Wo seit ihr "alten" TA Zocker??
Hoffentlich noch nicht ausgestorben!? 

Ich hätte mal wieder richtig Lust nach über 10 Jahren TA online zu zocken 

Wer hat Lust und macht mit?


----------



## Otep (14. Mai 2010)

Oh man, das hat ich ja schon voll vergessen  müsste ich aber noch irgend wo rum fliegen haben, mal schaun


----------



## Midguard (14. Mai 2010)

Und gefunden?


----------



## Blauschwein (17. Mai 2010)

Ich wär dabei


----------



## riedochs (17. Mai 2010)

Ich habe es hier noch liegen, inkl beider Add Ons.
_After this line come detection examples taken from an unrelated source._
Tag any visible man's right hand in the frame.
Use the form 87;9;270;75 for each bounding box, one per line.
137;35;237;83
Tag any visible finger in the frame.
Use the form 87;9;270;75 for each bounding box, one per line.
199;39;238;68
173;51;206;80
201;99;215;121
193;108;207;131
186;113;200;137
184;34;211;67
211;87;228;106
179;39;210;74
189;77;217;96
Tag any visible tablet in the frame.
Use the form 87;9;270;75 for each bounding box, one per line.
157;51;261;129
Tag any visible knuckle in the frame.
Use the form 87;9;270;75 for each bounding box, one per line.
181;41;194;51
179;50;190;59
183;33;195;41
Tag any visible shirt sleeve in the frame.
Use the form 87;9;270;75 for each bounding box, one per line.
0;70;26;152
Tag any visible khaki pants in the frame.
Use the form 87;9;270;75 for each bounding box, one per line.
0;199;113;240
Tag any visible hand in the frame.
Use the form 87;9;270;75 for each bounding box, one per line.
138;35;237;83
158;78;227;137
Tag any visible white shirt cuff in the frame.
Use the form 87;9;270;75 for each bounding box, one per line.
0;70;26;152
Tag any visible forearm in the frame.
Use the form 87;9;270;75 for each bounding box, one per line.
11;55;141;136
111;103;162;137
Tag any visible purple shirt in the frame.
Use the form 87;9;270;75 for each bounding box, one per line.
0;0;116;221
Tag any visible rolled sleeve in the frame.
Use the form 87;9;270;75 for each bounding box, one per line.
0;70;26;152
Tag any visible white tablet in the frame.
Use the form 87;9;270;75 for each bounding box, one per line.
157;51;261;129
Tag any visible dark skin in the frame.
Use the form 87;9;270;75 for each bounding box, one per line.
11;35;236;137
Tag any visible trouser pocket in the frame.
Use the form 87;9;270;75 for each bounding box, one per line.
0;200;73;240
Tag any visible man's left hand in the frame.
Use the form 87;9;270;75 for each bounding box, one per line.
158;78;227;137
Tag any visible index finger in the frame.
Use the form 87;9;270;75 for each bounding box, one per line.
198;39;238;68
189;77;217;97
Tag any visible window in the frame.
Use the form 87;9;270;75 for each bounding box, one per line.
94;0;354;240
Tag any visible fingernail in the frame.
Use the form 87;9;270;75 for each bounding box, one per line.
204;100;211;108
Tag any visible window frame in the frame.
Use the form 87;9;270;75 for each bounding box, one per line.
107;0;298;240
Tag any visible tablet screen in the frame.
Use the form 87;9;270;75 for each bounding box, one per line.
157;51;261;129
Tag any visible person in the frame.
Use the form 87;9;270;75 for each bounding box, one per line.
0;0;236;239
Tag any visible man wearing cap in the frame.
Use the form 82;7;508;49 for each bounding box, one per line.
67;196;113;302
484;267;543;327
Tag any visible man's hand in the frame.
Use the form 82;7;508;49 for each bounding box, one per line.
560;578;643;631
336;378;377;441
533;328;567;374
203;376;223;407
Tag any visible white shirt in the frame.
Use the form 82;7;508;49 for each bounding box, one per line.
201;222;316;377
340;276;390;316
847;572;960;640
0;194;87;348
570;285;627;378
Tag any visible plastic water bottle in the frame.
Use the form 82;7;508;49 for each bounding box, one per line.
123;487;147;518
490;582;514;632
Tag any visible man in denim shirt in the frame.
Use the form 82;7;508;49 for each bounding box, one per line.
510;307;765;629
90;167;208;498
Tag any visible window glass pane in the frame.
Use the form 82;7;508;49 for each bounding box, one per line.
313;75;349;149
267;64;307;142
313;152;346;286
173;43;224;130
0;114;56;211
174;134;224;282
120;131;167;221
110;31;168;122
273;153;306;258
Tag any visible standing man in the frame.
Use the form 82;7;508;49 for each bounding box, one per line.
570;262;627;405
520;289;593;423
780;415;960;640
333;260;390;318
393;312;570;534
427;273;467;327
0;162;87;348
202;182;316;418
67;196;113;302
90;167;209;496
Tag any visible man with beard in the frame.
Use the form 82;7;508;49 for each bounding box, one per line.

Werde es mal installieren wenn ich wieder Zeit habe.


----------



## superman1989 (17. Mai 2010)

muhhaaa ich hab auch noch !!!!! übergeil das game ^^  -hab mal mit cumpels die ganze Nacht lanparty damit gemacht - eine runde hat dann bis zu 6 Stunden gedauert, besonders weil wir ein patch hatten das man 50.000 Einheiten erstellen konnte, - schon nach 30 min. verliert man den ÜBERBLICK TOTAL !!! und man bekam Augenkrebs -- so lustig! haha... 

Ps: der Rechner hat auch schon mal angefangen zu stocken! oohh


----------



## Midguard (22. Dezember 2011)

Den Thread mal wieder nach langer Zeit ausgraben ...

Damals ist leide rnichts draus geworden, gibt es Euch noch?


----------



## superman1989 (15. Februar 2012)

wir haben das tolle Spiel letztes Wochenende zu viert gesuchtet... aber so nach 10 Stunden hatten wir kein Bock mehr


----------



## LightN1ng (29. Februar 2012)

Hallo , 
ich hatte seit geraumer Zeit auch wieder lust au TA aber dann bekam ich das spiel nicht zum laufen da es auf windows7 wohl nicht läuft deswegen bin ich auf Supreme Commander umgestiegen. 
Aber falls jemand weiss wie man es zum laufen bekommt würde ich mich sehr freuen.


----------



## HCN (1. März 2012)

Ja ich liebe dieses Game, SC ist auch ein halbwegs guter Nachfolger geworden. 

Leider hat man die Reihe mit SC 2 total in den Sand gesetzt. War wohl zu schwierig für die Masse. Aber gerade das TA Ressourcen und Bausystem hat das Spiel so wertvoll gemacht.


----------



## Rolk (2. März 2012)

Total Annihilation würde ich auch eher mit Supreme Commander als mit SC vergleichen. Forged Alliance ist finde ich der beste Teil der Supreme Commander Reihe .


----------



## sh4sta (2. März 2012)

Ich denke das er mit "SC" auch "Supreme Commander" meint


----------



## Rolk (2. März 2012)

Das kann natürlich auch sein. 

Wenn ich SC2 lese denke ich immer automatisch an Starcraft 2.


----------



## Svayne (7. März 2012)

uh geil das spiel!

falls ich es wieder finde, gibt es noch leute die mitzocken?


----------



## Midguard (23. April 2012)

Und gibts hier Neuigkeiten? 

Jemand Lust auf eine gepflegte Materialschlacht?


----------



## Midguard (16. Dezember 2012)

Ich hole den guten Thread mal wieder hoch, da immer noch brandaktuell


----------



## Klarostorix (17. Dezember 2012)

Midguard schrieb:


> Ich hole den guten Thread mal wieder hoch, da immer noch brandaktuell



Habe das Spiel leider nicht, freue mich aber auf den geistigen Nachfolger Planetary Annihilation


----------